Researcher reveals Asian diversity


Greater Vancouver has North America's highest percentage of residents of Chinese descent, according to research conducted by a UCLA doctoral student. Andrew Yan, a former Vancouver resident now enrolled in UCLA's department of urban planning, told the Georgia Straight that Chinese Canadians formed 16 percent of the regional population in 2001, which vastly exceeds the percentages in New York, San Francisco, Toronto, and Los Angeles.

From 1991 to 2001, he said, the number of Greater Vancouver residents who referred to themselves as "Chinese only" in the census grew by 86 percent, from 167,420 to 312,180. There were 342,665 who self-identified as Chinese, which included people of mixed heritage.

"We see that 80 percent of the Chinese population in [Greater] Vancouver is foreign-born," Yan said. "And only about 20 percent of the population of Chinese Canadians in Greater Vancouver is born in Canada."

He noted that the percentage of foreign-born Chinese is about 10 percent lower in other large cities with sizable Asian populations. Yan also said that there has been a remarkable geographic dispersal of Chinese Canadians across the Lower Mainland over the past two decades. In the 2001 census, the population of Chinese Canadians outside the City of Vancouver surpassed the number living within the city for the first time. Within the population as a whole, this change occurred in 1961.

In 2001, Vancouver was still home to 47 percent of the region's Chinese Canadians. However, Yan said that Richmond had a higher proportion of Chinese Canadian residents, with 36 percent compared to 27 percent in Vancouver. In Burnaby, 24 percent of the population was of Chinese descent in 2001, compared with 16 percent in Coquitlam and four percent in Surrey.

Yan said one of the least-reported stories has been the sharp increase in the number of people of Asian descent living in the Westwood Plateau area of Coquitlam. Between 1991 and 2001, the number more than tripled from 7,205 to 23,600. The number of Koreans in the neighbourhood rose 80-fold from 25 to 2,015 over the same period, whereas the number of people of Chinese descent increased from 1,625 to 8,795. There were also increases in the number of people of Japanese, Filipino, and South Asian heritage in the Westwood Plateau.

"The interesting story is the development of a pan-Asian suburb that will look and feel different from what we see in Richmond and the City of Vancouver," Yan said.

He emphasized that there is tremendous diversity within the region's Chinese Canadian community. Approximately 20 percent were born in Canada, which is lower than other North American cities with large Asian populations.

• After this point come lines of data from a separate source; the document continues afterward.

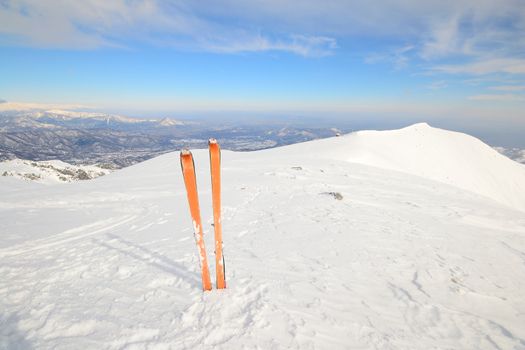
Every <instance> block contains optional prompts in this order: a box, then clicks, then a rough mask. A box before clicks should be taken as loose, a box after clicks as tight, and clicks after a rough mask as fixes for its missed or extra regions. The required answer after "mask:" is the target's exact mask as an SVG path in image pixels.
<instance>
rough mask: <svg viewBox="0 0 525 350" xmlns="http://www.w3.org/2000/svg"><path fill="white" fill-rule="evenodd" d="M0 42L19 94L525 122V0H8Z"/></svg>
mask: <svg viewBox="0 0 525 350" xmlns="http://www.w3.org/2000/svg"><path fill="white" fill-rule="evenodd" d="M0 47H1V48H2V51H3V53H4V55H2V56H3V57H2V58H0V73H5V74H4V75H5V76H6V77H7V79H5V80H4V82H3V83H0V92H1V93H2V95H3V96H5V98H6V99H7V100H9V101H31V102H34V103H37V102H38V103H48V104H49V103H61V104H81V105H90V106H96V107H99V108H121V109H127V110H133V109H136V110H151V111H154V110H157V111H165V110H170V109H171V110H179V111H185V110H187V111H202V112H204V113H206V112H208V111H214V110H219V111H258V112H281V113H305V114H308V113H318V114H322V113H324V112H325V113H391V114H392V115H393V116H401V115H411V114H418V115H419V116H421V117H431V116H436V118H437V117H439V116H437V115H441V114H442V113H449V115H448V117H451V116H450V114H453V115H454V116H456V117H458V118H467V119H468V118H475V117H472V115H477V116H478V117H479V118H482V119H483V118H484V119H487V118H488V119H490V118H492V120H493V121H494V122H496V121H498V120H499V121H501V120H504V121H508V122H511V123H512V124H513V125H516V124H520V125H522V126H523V127H525V121H524V120H525V118H524V116H523V112H522V111H523V110H525V89H524V88H523V87H524V86H525V3H524V2H523V1H520V0H504V1H498V0H480V1H476V2H472V1H467V0H460V1H451V0H450V1H449V0H447V1H438V0H430V1H425V2H419V1H409V0H388V1H382V2H381V4H378V3H362V2H358V1H344V0H329V1H314V0H306V1H299V0H284V1H277V0H268V1H250V2H246V1H241V0H221V1H219V2H216V3H214V4H213V6H212V5H211V4H209V3H202V2H195V1H184V0H183V1H175V0H173V1H171V0H169V1H159V0H131V1H124V0H117V1H104V0H85V1H61V0H49V1H45V2H35V1H30V0H2V1H0ZM444 117H447V116H444Z"/></svg>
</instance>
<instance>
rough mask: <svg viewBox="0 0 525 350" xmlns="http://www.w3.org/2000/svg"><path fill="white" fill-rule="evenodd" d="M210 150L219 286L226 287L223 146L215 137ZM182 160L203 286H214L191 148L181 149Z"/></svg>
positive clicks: (217, 283) (212, 189) (217, 271)
mask: <svg viewBox="0 0 525 350" xmlns="http://www.w3.org/2000/svg"><path fill="white" fill-rule="evenodd" d="M208 148H209V151H210V170H211V191H212V202H213V227H214V229H215V273H216V278H217V280H216V286H217V289H223V288H226V280H225V278H224V270H225V268H224V257H223V255H222V225H221V169H220V167H221V149H220V147H219V144H218V143H217V141H216V140H215V139H210V140H209V141H208ZM180 164H181V168H182V175H183V176H184V184H185V185H186V192H187V194H188V203H189V206H190V214H191V219H192V221H193V229H194V232H195V241H196V242H197V248H198V250H199V262H200V267H201V271H202V288H203V289H204V290H211V279H210V271H209V268H208V259H207V258H206V248H205V246H204V233H203V230H202V221H201V214H200V208H199V197H198V193H197V179H196V176H195V163H194V161H193V155H192V154H191V152H190V151H189V150H183V151H181V152H180Z"/></svg>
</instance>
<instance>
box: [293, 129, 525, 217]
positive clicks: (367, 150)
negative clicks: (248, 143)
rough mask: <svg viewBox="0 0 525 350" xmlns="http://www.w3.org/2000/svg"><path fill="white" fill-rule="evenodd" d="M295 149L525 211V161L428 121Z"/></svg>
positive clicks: (366, 132) (329, 140)
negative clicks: (505, 155)
mask: <svg viewBox="0 0 525 350" xmlns="http://www.w3.org/2000/svg"><path fill="white" fill-rule="evenodd" d="M295 147H296V152H295V154H297V153H302V152H305V151H306V152H309V153H311V154H315V155H316V156H320V157H329V158H332V159H334V160H338V161H349V162H355V163H361V164H367V165H372V166H376V167H381V168H385V169H391V170H396V171H402V172H405V173H409V174H413V175H417V176H422V177H425V178H428V179H432V180H436V181H440V182H443V183H446V184H449V185H453V186H457V187H459V188H462V189H466V190H469V191H472V192H474V193H478V194H480V195H483V196H487V197H489V198H492V199H494V200H496V201H498V202H500V203H502V204H505V205H508V206H509V207H511V208H515V209H519V210H522V211H525V166H524V165H523V164H519V163H517V162H514V161H512V160H510V159H509V158H507V157H505V156H503V155H501V154H500V153H498V152H497V151H496V150H494V149H493V148H492V147H490V146H488V145H486V144H484V143H483V142H481V141H480V140H478V139H476V138H475V137H472V136H470V135H466V134H463V133H458V132H452V131H448V130H443V129H438V128H433V127H431V126H429V125H428V124H426V123H420V124H414V125H412V126H409V127H406V128H404V129H399V130H390V131H359V132H355V133H352V134H348V135H345V136H343V137H341V138H339V139H328V140H321V141H318V142H315V143H310V144H306V145H296V146H295Z"/></svg>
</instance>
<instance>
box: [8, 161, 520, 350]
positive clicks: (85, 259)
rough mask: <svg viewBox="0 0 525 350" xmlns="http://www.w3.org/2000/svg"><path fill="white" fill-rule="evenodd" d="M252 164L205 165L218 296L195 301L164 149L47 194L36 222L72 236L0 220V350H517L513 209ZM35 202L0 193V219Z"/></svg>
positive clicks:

Another 32 percent were born in Hong Kong, though he added that immigration from there has dropped significantly since the former British colony was returned to China in 1997. Another 23 percent came from "eastern and southeastern Asia", which includes Taiwan, Singapore, and Malaysia. China is the next-largest contributor of foreign-born Chinese Canadians at five percent, followed by Vietnam at two percent and the Philippines at one percent.

Yan said that approximately 51 percent of Chinese Canadian adults over the age of 25 have some postsecondary education. He pointed out that this is in the same statistical range as the general population. Another 31 percent of Chinese Canadian adults did not graduate from high school, which compares with 25 percent of society as a whole.

"You see a population that has a clear high rate of postsecondary education," Yan said, "but also, to a certain proportion, has a number of those who did not complete high school."

Yan's data revealed a relatively low proportion of seniors of Chinese descent, which he attributed in part to Canada's racist immigration legislation during the first half of the 20th century. Beginning in 1903, people immigrating to Canada from China were required to pay a $500 head tax. From 1923 to 1947, the federal government virtually banned all Chinese immigration to Canada with the Chinese Exclusion Act.

He said that 26 percent of Chinese Canadian seniors are living under Statistics Canada's "Low Income Cut-off". Statistics Canada defines the LICO as the level below which people live in "straitened circumstances". Families falling below the LICO spend more than 54.7 percent of their gross incomes on food, shelter, and clothing.

Yan added that one in two Chinese Canadian children are living at below the LICO, compared with one in four children in the general population. After making adjustments for home ownership, Yan said that the LICO rate for Chinese Canadians is "essentially equal".

"Chinese Canadians are not necessarily as well off as many people think," Yan noted.

He added that the median income of Chinese Canadians was $15,000 in 2001, compared with $23,000 for all residents in the region. However, he warned that these numbers should be interpreted cautiously because people may be underreporting incomes.

Yan said he has received help from SFU's Institute of Governance Studies, UBC's history department, and the Chinese Canadian Historical Society of British Columbia.